Salobelyak (Russian: Салобелякское) also Salobelyaksky and Salobeljak is a village and rural municipality in Yaransky District, Kirov Oblast, Russia. Salobelyak is situated along the Yaran River and has one village hall, garden park, church, school and 33 small roads according to Google Maps.

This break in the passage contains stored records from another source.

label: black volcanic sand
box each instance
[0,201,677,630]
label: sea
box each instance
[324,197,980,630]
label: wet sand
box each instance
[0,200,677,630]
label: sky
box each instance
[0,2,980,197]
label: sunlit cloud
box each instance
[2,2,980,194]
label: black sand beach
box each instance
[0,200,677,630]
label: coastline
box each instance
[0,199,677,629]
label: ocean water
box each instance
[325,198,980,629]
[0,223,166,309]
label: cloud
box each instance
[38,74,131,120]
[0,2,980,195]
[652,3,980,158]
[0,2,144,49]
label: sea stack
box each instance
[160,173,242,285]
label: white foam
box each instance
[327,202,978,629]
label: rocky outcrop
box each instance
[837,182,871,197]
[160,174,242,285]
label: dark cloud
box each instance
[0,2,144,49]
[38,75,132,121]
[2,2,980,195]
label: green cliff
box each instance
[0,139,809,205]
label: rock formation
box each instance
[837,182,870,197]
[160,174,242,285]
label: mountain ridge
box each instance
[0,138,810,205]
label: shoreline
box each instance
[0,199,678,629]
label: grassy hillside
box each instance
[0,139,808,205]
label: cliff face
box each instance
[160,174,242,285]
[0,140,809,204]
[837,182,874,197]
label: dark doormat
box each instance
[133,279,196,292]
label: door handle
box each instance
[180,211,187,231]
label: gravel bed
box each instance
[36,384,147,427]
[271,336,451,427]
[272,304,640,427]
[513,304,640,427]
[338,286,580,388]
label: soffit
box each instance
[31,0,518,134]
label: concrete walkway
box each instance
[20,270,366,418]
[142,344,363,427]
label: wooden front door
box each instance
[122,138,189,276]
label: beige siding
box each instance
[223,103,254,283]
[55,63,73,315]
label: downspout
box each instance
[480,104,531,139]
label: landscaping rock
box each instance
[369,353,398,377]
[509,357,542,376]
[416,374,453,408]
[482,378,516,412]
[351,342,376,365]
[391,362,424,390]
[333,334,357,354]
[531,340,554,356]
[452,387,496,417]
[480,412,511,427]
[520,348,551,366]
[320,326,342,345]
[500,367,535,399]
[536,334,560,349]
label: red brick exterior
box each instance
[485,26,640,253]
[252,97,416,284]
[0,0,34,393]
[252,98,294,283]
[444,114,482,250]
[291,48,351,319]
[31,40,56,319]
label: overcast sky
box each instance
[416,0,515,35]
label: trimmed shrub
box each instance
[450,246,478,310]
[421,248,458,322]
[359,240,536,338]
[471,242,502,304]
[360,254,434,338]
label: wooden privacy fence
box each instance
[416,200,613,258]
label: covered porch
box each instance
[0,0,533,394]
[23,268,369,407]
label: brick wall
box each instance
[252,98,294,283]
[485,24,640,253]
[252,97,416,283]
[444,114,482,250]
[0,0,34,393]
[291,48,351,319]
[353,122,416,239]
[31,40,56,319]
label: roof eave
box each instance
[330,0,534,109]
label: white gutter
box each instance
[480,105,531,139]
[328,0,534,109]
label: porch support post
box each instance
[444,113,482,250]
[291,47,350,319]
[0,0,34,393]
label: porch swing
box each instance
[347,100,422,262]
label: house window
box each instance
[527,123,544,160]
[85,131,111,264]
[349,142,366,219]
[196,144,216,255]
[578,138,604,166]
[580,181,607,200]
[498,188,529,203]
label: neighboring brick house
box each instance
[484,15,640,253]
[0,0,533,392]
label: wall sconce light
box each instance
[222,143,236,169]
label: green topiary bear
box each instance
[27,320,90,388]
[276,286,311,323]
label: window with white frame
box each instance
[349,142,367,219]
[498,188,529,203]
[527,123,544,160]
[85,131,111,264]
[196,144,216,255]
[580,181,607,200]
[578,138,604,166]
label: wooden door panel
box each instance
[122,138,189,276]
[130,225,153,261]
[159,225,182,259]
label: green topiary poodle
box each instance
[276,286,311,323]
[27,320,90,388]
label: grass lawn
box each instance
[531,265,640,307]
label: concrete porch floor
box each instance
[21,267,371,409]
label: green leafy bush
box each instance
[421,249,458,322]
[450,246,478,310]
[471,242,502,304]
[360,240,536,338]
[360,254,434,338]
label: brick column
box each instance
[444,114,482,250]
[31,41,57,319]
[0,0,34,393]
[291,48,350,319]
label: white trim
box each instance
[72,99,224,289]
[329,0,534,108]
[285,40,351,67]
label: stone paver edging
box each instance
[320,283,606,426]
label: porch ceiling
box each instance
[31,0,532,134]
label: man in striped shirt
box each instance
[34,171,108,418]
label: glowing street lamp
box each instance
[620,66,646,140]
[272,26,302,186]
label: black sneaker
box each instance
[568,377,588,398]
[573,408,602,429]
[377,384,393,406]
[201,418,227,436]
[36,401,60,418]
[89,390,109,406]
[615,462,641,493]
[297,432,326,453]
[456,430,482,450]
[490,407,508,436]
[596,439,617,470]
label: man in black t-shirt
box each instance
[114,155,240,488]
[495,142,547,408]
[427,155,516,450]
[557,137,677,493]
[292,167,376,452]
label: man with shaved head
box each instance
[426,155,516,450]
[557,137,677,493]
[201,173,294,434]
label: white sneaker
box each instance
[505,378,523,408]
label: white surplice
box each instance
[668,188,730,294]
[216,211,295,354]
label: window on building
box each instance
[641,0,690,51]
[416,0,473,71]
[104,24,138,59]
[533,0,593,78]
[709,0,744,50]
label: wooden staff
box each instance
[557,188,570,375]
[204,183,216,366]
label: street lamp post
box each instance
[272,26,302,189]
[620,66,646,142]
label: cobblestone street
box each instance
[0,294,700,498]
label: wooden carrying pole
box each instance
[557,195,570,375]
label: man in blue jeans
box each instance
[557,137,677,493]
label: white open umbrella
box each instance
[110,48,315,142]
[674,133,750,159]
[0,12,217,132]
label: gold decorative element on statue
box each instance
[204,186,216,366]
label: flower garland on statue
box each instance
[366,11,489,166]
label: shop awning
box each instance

== History and geography ==
Salobelyak's municipality was administered on January 1, 2006 by the Kirov federal government from forming multiple abolished, smaller municipalities into one. Salobelyak's administrative center is its own village with the same name, Salobelyak. As of 2021, Onosov Yuri Anatolievich is the head of the Salobelyak municipality. There are 12 settlements under the jurisdiction of Salobelyak's rural municipality:

- Bakhtinsky (abandoned)
- Verkhoslino
- Komary
- Kushovo
- Magazeyskie
- Nagishi
- Pakhtaevo
- Petukhovo
- Salobelyak
- Urbezh-Kurbatovo
- Cherkaner (abandoned)
- Shulkomuchaksh
- Engener
Salobelyak's village has historical records dating back to 1676, but it officially became a village in 1842, when its church was built. In 1873, there were 120 residents and 21 households in the village. This rose to 250 residents and 52 households in 1905.

== Population ==
As of 2021, Salobelyak's rural municipality had a population of 741, which was a 3.41% decrease from the population in the previous year. Below is a population table for the municipality:

Population table for Salobelyak's rural municipality
| 2010 | 2012 | 2013 | 2014 | 2015 | 2016 | 2017 | 2018 | 2019 | 2020 | 2021 |
|---|---|---|---|---|---|---|---|---|---|---|
| 1,084 | 1,041 | 998 | 960 | 929 | 867 | 854 | 823 | 786 | 764 | 741 |

As of 2021, Salobelyak's village has a population of 544. In 2002, the village's population structure was made up of 61% Russians and 38% Mari.